Reputation: 95
Why does c-string length matter when using for loops? Is there an issue with the termination character '\0'?
The following code sends the for loop into a crazy loop that crashes the compiler:
#include <iostream>
#include<cstring>
using namespace std;
int main()
{
char c[] = "charac";
int i;
for (i=0; i < 8 ; i++)
{
cout << c[i] << endl;
}
return 0;
}
By adding a 't' to my c-string, the code runs perfectly fine:
char c[] = "charact";
int i;
for (i=0; i < 8 ; i++)
{
cout << c[i] << endl;
}
Upvotes: 0
Views: 136
Reputation: 43
c[7] doesn't exist for "charac" as c[6] is the null terminating character. But when you change it to "charact" then c[7] becomes the null terminating character so it runs fine.
Upvotes: 0
Reputation: 31
You are index past the end of the array. C starts indexing at zero so the last index of a six character string is five. If you include the null terminator then you have six but you are accessing the seventh array position.
Upvotes: 1
Reputation: 281496
In your first version, there is no character c[7]
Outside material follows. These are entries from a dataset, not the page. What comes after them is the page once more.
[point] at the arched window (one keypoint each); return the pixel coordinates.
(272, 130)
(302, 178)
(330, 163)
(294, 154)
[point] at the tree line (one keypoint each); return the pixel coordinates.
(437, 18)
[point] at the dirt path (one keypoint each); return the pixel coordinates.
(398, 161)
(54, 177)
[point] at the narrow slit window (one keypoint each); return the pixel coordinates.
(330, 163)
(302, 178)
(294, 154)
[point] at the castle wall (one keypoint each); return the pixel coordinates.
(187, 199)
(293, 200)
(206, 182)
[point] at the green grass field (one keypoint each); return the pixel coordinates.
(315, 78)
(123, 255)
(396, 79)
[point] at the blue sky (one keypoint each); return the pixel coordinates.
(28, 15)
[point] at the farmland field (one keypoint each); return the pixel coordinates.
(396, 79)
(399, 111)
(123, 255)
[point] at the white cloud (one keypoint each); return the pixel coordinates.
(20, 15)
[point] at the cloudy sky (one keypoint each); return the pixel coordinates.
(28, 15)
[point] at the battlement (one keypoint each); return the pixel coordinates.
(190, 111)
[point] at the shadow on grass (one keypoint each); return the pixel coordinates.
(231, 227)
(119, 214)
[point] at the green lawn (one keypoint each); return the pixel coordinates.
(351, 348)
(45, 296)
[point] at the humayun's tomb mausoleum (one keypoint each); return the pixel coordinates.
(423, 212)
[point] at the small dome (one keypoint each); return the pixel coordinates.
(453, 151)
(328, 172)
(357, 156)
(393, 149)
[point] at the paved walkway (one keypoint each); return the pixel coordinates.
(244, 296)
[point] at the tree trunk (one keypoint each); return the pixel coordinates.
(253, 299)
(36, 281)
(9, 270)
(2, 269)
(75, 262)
. You have 7 characters in the array, 6 characters of string and 1 null terminator:
Array: c h a r a c \0
Indices: 0 1 2 3 4 5 6
Attempting to access anything beyond that is undefined behavior.
In your second version, assuming the code you're running has the t
you forgot to put in the posted version, the array has 8 characters, and the loop stays within the bounds of the array.
Upvotes: 2
Reputation: 251
I think that you are stepping past the end of the end of your character array. By adding the extra character, your string is now 7 characters long so the i<8 test works.
Upvotes: 1
Reputation: 15870
You have a string of length 7 (6 + null terminator), and are attempting to access an 8th element. This will result in undefined behavior.